Where is Reyes now? He’s on the AAA Columbus Clippers roster, but is on the disabled list.  He’s still suffering from elbow problems, and hasn’t pitched in a Major League game since 2009.

Scott Lewis – left handed pitcher. A third round pick in 2004, Lewis had already undergone Tommy John surgery as a sophomore at Ohio State University in May of 2003.  (In fact some people thought he would’ve gone higher in the draft without the history of elbow problems).  Lewis started the home opener on April 10, 2009 against the Toronto Blue Jays and earned a no-decision.  He gave up four earned runs on seven hits in 4 1/3 innings before the game experienced a nearly four-hour rain delay.  He was placed on the disabled list the next day with an elbow strain; an MRI showed no structural damage.  He began a rehab stint at Akron in June of 2009, but had to leave his first game early with biceps soreness.  He made five total starts with the Indians in 2008 and 2009.  Lewis started the 2010 season with Columbus, and was released in May of that year despite a 2.12 ERA in 17 innings.

Where is Lewis now? The 27-year-old Lewis appears to have vanished.  I’ve seen no evidence of him after his May 14, 2010 release from the Indians system.  Supposedly, he’d injured his elbow again and that was the cause behind his release.

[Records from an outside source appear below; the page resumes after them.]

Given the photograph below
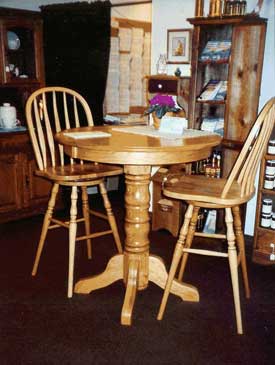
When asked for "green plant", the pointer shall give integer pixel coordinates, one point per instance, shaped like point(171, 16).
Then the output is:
point(161, 104)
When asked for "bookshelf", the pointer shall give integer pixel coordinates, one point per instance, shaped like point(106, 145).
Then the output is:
point(264, 231)
point(241, 69)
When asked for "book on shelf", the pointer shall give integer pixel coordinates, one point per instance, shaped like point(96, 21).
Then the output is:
point(216, 51)
point(214, 90)
point(213, 124)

Jason Stanford – left handed pitcher. The Indians signed Stanford as an amateur free agent in 1999 and made his Major League debut in 2003 (He was their minor league pitcher of the year in 2000).  In 2003 he was 1-3 with a 3.60 ERA in 50 innings pitched, and was 0-1 in 2004 with a 0.82 ERA in 11 innings pitched before he was placed on the disabled list.  He battled injuries, and finally made it back to the majors in 2007 (he was sent to Triple-A Buffalo before the end of the season).  Stanford signed a minor league deal with the Washington Nationals in 2008, but was released before the end of April.  He was quickly re-signed to a minor league contract by the Indians, but they also released him by the end of May.  The Chicago Cubs signed him in August of 2008 and sent him to their Triple-A Iowa farm club; he became a free agent at the end of the season.

Where is Stanford now? In 2009, Stanford started to work as a television baseball analyst.   The 34-year-old now co-hosts the pre-game show on Sports Time Ohio and also coached high school baseball in eastern Ohio.



  • Daniel says:

    So as I saw that Manny had Kearns in the on deck circle i told myself “Game Over”…

  • Ben says:

    Whatever happened to…..quality base-running? What in the hell is Hafner doing trying to steal that extra base? I want to think the Tribe has gotten better at this recently, but I just don’t see it. They run bases with reckless abandon, and it is infuriating to see 99% of our base-runners turn second and head for third, because you KNOW they are never going to make it. There is literally no excuse for this.

    And I know that CP hasn’t given up a homer and a lonnnnnnnnnnnng time, but you seriously cannot throw that pitch to that batter in that situation. “Served on a platter” isn’t the term I am looking for, but it’s pretty close…

    Sorry for jumping the gun on any last-night recap that may be coming, but I had to drop this frustration early and move on to other things today :)

  • Mark says:

    Great summary on what happened to these guys. Thanks for putting it together. Do you think most if not all of the other teams have a similar list of potential pitchers gone wrong/injured?

  • Stephanie Liscio says:

    I’m still agitated about Austin Kearns, and that was days ago. I need to let go!

    And Mark, I bet there are a lot of these scenarios on other teams. I think it would be a good project for the SweetSpot bloggers to collaborate on. We just finished one (it should publish this week) where we pretend there’s another expansion draft. My role was small, it was just who I chose to protect from the Indians’ roster/system.